Soso, ich stecke in einem Funkloch, aber möchte mir dringend einen neuen E-Mail-Account anlegen. Über welches Internet genau wird dann eigentlich die Soundsignatur übertragen, wenn da nicht mal eine SMS ankommt?
westerwäller 17.08.2015
4. Zählt zu den biometrischen Methoden ...

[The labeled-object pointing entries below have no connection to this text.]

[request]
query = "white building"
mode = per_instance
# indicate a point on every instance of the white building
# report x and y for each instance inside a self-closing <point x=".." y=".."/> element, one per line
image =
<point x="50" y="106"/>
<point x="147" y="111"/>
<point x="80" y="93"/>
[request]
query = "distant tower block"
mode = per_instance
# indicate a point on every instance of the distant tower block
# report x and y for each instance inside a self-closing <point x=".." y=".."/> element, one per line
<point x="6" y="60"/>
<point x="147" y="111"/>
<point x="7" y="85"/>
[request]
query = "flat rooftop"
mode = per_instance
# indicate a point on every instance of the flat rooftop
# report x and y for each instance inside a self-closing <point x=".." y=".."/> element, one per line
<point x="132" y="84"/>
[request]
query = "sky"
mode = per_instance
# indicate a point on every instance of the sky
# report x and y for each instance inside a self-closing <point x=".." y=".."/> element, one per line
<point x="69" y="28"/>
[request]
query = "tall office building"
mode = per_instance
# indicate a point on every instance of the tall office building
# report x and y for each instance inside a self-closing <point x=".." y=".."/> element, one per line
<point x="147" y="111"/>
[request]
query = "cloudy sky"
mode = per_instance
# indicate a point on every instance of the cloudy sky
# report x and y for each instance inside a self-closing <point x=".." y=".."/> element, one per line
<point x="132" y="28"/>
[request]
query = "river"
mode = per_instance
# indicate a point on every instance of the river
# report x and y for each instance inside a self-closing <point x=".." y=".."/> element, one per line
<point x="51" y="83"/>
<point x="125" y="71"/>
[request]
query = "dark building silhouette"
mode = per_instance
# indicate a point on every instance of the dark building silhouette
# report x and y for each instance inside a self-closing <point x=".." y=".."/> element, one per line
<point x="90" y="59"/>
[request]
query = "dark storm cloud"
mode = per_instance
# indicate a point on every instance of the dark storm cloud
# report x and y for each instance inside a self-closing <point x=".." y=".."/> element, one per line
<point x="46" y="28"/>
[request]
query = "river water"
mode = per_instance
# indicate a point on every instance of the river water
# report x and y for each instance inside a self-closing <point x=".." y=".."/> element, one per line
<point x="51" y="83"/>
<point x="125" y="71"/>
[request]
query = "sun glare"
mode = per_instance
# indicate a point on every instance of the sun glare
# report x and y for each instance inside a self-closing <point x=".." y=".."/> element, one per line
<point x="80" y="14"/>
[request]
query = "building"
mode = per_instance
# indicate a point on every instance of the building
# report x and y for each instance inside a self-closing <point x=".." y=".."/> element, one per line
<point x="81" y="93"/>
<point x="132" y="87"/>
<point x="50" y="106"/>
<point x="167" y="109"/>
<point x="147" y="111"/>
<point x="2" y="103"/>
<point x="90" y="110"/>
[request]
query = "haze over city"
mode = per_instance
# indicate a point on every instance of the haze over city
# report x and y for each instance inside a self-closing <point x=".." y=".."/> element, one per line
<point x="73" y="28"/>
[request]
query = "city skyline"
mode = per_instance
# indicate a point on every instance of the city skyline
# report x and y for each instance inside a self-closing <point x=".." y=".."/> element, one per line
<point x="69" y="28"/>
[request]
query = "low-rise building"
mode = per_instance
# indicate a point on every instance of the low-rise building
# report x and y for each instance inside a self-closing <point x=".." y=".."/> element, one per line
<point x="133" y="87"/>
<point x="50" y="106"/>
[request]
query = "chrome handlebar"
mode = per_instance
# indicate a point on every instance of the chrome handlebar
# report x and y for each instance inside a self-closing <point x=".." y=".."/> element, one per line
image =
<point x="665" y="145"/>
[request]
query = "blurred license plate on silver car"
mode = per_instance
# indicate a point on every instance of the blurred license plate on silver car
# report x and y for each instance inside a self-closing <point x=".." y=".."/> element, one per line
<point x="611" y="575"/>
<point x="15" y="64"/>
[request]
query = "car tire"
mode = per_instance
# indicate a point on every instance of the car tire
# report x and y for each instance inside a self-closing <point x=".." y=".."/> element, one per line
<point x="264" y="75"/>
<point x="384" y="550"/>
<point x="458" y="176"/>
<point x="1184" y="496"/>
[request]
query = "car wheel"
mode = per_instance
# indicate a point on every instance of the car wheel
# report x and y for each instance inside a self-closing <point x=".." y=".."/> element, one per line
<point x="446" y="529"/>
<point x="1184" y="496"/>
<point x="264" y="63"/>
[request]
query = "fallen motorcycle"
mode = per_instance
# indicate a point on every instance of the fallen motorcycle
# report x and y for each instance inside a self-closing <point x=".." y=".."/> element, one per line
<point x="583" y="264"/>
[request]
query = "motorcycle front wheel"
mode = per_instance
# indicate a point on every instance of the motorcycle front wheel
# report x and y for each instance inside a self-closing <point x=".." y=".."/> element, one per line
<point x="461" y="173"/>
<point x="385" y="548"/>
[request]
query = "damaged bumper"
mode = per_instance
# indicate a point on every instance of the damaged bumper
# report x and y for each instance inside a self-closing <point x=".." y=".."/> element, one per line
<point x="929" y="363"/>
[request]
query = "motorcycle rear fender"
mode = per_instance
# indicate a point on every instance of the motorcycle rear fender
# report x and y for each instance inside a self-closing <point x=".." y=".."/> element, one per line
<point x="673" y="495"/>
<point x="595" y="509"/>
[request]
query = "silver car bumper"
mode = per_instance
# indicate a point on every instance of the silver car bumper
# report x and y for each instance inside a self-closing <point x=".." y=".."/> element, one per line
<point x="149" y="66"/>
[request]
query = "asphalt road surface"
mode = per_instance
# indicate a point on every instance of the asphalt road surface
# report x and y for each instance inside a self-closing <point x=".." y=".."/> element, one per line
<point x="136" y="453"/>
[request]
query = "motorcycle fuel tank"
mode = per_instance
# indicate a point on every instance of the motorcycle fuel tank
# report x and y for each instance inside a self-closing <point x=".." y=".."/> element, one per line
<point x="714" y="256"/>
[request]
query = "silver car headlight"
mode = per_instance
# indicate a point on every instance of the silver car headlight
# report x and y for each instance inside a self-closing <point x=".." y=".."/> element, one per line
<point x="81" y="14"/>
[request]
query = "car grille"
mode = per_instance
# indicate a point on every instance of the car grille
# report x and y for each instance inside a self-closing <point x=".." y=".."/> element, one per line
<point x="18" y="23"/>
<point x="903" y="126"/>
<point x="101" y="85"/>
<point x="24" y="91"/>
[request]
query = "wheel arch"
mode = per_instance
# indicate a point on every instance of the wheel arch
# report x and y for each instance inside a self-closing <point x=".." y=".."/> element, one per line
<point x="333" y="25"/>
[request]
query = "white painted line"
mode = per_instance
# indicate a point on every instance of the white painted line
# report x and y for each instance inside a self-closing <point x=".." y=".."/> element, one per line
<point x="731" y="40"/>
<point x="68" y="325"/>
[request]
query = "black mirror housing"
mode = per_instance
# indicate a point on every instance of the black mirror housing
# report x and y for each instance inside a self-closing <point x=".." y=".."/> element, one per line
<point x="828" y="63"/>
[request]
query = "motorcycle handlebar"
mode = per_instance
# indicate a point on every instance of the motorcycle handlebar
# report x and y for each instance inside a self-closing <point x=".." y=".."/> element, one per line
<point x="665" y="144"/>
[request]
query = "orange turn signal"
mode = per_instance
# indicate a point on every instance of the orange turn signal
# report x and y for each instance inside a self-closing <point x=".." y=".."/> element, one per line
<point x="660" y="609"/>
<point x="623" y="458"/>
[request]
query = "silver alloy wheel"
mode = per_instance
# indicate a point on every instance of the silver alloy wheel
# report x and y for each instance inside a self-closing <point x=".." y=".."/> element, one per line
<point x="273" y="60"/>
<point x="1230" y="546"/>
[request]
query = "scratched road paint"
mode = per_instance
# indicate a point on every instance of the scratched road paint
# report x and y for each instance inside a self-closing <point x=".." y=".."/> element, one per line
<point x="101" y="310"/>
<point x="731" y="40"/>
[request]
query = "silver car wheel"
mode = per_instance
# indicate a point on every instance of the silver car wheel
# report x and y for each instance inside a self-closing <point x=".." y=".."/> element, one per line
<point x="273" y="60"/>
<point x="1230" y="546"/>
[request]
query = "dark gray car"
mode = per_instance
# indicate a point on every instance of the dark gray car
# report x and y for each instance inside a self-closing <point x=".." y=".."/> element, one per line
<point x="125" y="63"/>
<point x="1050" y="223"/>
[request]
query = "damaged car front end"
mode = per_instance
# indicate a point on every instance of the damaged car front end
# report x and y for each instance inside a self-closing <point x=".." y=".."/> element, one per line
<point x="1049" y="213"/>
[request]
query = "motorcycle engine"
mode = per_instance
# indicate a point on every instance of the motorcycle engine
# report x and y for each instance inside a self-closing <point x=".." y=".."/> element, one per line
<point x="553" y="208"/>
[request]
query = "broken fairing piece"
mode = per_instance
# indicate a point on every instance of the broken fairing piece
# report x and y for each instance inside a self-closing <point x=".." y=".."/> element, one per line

... die sind noch lange nicht ausgereizt, um die eigene Identität zu verifizieren. Handliche, billige und überlistungssichere Geräte zum Auswerten von Urin- oder Stuhlproben werden wohl auch bald angeboten oder gefordert werden ...
Tiananmen 17.08.2015
5.
Eine völlig bescheuerte Idee. Ich komme in relativ vielen Büros herum und muss dabei immer wieder feststellen, dass die Gebäude keinen Mobilempfang zulassen. Sei es, dass die Scheiben metallbedampft sind, sei es, dass konstruktionsbedingt die Fassade so viel Metall enthält, dass die Telekom völlig die Öhren anlegt. Die Idee ist so gaga, wie die Empfehlung sich einen Transaktionscode für Online-Banking auf das Handy schicken zu lassen. Unsere HP-Notebooks haben zum Teil Fringer Print Reader. Wenn man seine Finger mit dabei hat, dann ist das ein relativ sicherer Zugang. Und funktioniert auch in einem unterirdischen Industriestandort mit zahlreichen Maschinen und Abschirmungen. Bei den Schweizern ist das freilich anders. Die sitzen in hölzernen Bauernhäusern und draußen muht unaufhörlich die Milchkuh Anna. ;- )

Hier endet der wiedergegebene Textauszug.